When rental fleet sales are projected to dip to 1 million units this year (down from 2 million in 2006), when the wholesale market suffers 12 straight months of year-over-year declines and when the Big Three now stands for Toyota, Honda and Nissan, you know the auto rental industry is in an era of unprecedented change.

While news of declines in fleet, workforces and stock prices at the major RACs play out in the national media and SEC filings, Auto Rental News has gone local. We surveyed small franchisees and independent operators around the country for an analysis of how those serving the local market are getting along in the current economy. Their pulse is still beating; in fact, many are thriving.

While rentals are down 10-15 percent across the board, the pullback on leasing, the tight credit market for car loans and a steady stream of insurance replacement rentals are all having a positive effect on rental volume. Operators that are aggressively adapting to these new opportunities are reaping the rewards.

Riding the Economy
Operators report that holiday travel has been down—as much as 30 percent—and truck rentals have been hit hard. But most rental businesses are riding the wave of the local economy.

“The fishing lodges, guide captains and fishing captains are looking at a 20-40 percent drop in clientele this summer,” says Ryan Fahey of North Star Rent A Car in Sitka, Alaska. “So we adjusted our fleet about 20 percent.”

Fahey says he’s fortunate to have a captive audience and only one competitor, a major RAC, in town. The diversity of the national corporate store and value-priced independent is a comfortable mix, he says.

“Our cars are a lot busier than our trucks are,” says Herman Selmon of Justin Rentals in Trenton, N.J.

Tom Pendergast of Rent A Wreck in San Francisco sees the same shift. “Our commercial business is down quite a bit,” he says. “Businesses are not doing much around here now. But the car rental, surprisingly, is fairly strong.”

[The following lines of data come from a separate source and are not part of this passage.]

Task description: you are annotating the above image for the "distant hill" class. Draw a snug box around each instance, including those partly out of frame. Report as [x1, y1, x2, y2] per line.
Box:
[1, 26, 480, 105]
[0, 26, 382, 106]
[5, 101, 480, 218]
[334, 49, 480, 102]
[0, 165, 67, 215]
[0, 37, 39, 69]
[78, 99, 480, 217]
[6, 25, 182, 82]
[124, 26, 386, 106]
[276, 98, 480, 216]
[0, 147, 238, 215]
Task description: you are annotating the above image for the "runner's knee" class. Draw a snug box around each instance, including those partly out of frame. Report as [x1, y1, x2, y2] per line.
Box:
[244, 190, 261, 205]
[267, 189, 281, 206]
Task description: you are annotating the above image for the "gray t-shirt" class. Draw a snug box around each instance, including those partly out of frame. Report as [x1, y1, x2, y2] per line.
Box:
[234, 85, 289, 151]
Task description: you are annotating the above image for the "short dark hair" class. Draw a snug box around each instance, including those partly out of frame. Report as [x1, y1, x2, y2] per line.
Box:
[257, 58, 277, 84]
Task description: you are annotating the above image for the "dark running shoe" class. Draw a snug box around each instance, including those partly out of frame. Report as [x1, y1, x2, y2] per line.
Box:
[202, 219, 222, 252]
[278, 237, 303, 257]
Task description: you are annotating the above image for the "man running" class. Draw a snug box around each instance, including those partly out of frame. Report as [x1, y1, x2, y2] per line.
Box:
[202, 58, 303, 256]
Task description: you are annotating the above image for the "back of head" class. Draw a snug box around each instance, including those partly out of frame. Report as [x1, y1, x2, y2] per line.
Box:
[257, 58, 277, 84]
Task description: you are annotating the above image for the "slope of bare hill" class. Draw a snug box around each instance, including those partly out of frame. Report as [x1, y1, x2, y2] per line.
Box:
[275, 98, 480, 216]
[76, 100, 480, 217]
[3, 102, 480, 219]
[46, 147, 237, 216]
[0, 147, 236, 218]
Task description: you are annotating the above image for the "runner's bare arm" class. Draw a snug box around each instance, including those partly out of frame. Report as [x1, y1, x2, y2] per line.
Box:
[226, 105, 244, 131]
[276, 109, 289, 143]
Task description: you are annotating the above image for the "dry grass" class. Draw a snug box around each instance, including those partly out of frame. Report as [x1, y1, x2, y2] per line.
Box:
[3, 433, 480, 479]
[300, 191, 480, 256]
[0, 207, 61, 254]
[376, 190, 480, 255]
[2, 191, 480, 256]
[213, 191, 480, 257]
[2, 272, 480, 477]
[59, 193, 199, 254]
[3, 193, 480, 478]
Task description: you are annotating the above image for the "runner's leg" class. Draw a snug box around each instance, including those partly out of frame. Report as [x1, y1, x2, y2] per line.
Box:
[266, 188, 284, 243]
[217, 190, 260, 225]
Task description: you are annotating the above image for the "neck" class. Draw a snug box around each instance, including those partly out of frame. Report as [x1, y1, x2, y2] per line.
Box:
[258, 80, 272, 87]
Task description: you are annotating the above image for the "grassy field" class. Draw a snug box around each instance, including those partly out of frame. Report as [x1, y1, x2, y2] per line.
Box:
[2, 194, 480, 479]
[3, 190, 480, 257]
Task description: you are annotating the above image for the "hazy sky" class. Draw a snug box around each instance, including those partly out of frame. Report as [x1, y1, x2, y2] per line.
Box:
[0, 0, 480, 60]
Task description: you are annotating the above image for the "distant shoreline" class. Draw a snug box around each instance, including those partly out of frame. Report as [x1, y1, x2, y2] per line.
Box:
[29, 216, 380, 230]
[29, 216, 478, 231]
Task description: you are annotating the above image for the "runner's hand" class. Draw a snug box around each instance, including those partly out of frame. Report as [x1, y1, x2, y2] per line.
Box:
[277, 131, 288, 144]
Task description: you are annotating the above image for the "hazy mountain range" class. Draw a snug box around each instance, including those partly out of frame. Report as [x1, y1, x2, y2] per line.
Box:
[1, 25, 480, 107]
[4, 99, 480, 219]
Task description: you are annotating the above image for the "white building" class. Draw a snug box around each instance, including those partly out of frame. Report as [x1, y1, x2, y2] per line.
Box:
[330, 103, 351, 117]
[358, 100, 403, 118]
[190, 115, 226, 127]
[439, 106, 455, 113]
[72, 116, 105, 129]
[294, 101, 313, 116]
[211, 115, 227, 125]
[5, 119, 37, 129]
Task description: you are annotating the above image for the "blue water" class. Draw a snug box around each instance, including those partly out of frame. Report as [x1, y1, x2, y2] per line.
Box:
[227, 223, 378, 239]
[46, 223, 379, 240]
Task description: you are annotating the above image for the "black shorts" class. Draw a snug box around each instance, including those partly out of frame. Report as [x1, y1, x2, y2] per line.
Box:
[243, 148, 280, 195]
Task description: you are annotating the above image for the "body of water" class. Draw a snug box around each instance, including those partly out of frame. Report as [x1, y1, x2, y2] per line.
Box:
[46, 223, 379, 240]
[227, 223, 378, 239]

Pendergast says he gained some business when a competitor ceased renting 12-passenger vans to a local caterer. Pendergast put them in minivans; he may even pick up new minivans on the cheap.

Pendergast has had success with workers coming to San Francisco on temporary contracts, such as traveling nurses, which has resulted in month-long rentals.

“I’ve stayed pretty steady and I’ve even grown,” says Liesel Carter of Affordable Auto Rental in Portland, Ore. “A large part of this economy is based on agriculture, which is probably the least affected.”

Carter’s location is benefitting from a newly built plant with 2,000 construction workers who need temporary housing and transportation for themselves and their families.